By Laurie Bassett Edmonds
RAYMORE – In today’s world, 40 years at one job is almost unheard of. When the stress and urgency of the Fire Service is added to the mix, that makes it extra special.
On Friday, Nov. 1, Mary Lacy will celebrate her 40th anniversary of working for South Metro Fire Protection District, only it was called Northwest Cass Fire District when she started. The station was located in a Butler building at the corner of M-58 Highway and Walnut. And much of the time Lacy was the only person in the building, since all the firefighters were volunteer.
When asked about her job, Lacy humbly said that she “did office stuff”, but in reality, life in a small volunteer fire district didn’t allow for the luxury of just doing office stuff.

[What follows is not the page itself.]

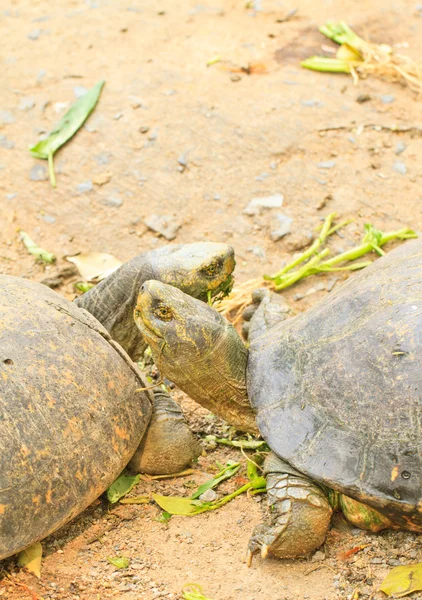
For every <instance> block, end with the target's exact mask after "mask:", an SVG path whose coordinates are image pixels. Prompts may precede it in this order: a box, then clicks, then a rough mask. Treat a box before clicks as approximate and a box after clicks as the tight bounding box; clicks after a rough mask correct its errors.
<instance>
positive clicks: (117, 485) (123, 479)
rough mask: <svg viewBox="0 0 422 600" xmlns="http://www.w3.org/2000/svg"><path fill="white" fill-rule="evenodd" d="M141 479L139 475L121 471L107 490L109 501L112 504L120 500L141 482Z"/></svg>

When the dispatcher (who was also a firefighter) got called out, Lacy dispatched calls. She learned to drive a fire truck and went on calls, serving as an extra set of hands to do whatever was necessary. She got her EMT license so that she could run the ambulance when no one else was available.
She said that the district began paying the volunteers for their runs in the early 1980s and by the end of that decade they had paid staff. Ambulances were added in 1990 or 1991.

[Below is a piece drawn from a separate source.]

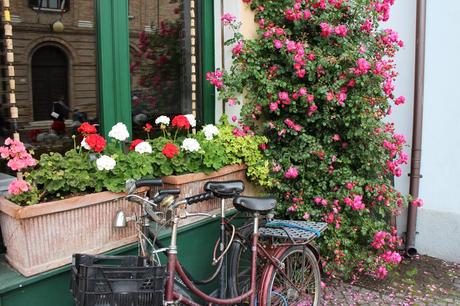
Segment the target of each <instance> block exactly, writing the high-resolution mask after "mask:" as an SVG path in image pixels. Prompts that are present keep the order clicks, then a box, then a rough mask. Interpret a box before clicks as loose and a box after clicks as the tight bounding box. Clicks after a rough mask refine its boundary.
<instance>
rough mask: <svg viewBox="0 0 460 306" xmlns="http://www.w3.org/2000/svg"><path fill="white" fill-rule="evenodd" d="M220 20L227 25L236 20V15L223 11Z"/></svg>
mask: <svg viewBox="0 0 460 306" xmlns="http://www.w3.org/2000/svg"><path fill="white" fill-rule="evenodd" d="M220 20H221V21H222V22H223V24H224V25H229V24H231V23H233V22H234V21H235V20H236V17H235V16H233V15H232V14H230V13H225V14H224V15H223V16H222V17H221V18H220Z"/></svg>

Back then, it was more fire calls than EMS. That’s definitely not the case today. She attributes the change to safety awareness, smoke detectors, better training, and newer construction now.

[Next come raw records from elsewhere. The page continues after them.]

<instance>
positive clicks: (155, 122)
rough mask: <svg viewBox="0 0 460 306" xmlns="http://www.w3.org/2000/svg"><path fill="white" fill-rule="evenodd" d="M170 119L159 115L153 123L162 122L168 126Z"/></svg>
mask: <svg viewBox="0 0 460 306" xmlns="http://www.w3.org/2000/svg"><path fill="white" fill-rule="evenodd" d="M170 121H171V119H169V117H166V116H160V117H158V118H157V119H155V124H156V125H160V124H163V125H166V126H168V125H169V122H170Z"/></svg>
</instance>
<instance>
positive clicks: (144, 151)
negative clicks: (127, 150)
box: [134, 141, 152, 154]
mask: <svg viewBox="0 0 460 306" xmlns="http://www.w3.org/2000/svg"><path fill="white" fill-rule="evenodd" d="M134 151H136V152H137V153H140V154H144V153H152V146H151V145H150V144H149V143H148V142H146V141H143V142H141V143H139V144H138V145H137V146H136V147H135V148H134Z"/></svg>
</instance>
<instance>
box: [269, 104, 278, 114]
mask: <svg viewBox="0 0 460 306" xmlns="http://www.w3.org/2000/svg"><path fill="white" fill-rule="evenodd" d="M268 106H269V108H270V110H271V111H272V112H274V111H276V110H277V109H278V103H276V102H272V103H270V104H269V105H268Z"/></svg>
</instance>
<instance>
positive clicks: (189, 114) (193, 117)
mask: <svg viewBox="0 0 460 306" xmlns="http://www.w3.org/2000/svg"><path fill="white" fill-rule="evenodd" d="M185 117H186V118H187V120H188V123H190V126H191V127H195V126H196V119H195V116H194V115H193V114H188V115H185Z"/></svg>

“When we’d get a call,” Lacy said, “I’d open the window and yell at them. That’s how we dispatched.”
There were no computers like now. All the dispatch records were handwritten. There were radios, but not with the capabilities of today’s communication equipment.
One of the memories that stands out in her mind from those early years, was a terrible ice storm that struck the night before Easter. Lacy said she and her husband, Ron, were heading to church, but she checked in at the station first. Calls were coming in fast and furious. No one had power, which further complicated things. She said the storm lasted all night, and everyone was doing three things at once. The Easter service at church happened without them.
“I enjoyed it,” Lacy said. “Everyone was so dedicated, in spite of the limited resources.”
The change through her 40 years of service has been monumental. South Metro went from a tiny, all-volunteer district to the largest one in Cass County. The equipment, the facilities, and the procedures have all changed dramatically. There are a lot of new faces. The thing that never changes is the commitment to saving lives and property.
On Tuesday, Oct. 29, the Fire District and Board will hold a pinning ceremony, recognizing Lacy with her 40-year pin. Friends and family are planning a celebration on Nov. 2.
Lacy will reach another impressive milestone in December, when she will turn eighty years old. Congratulations and happy birthday, Mary Lacy!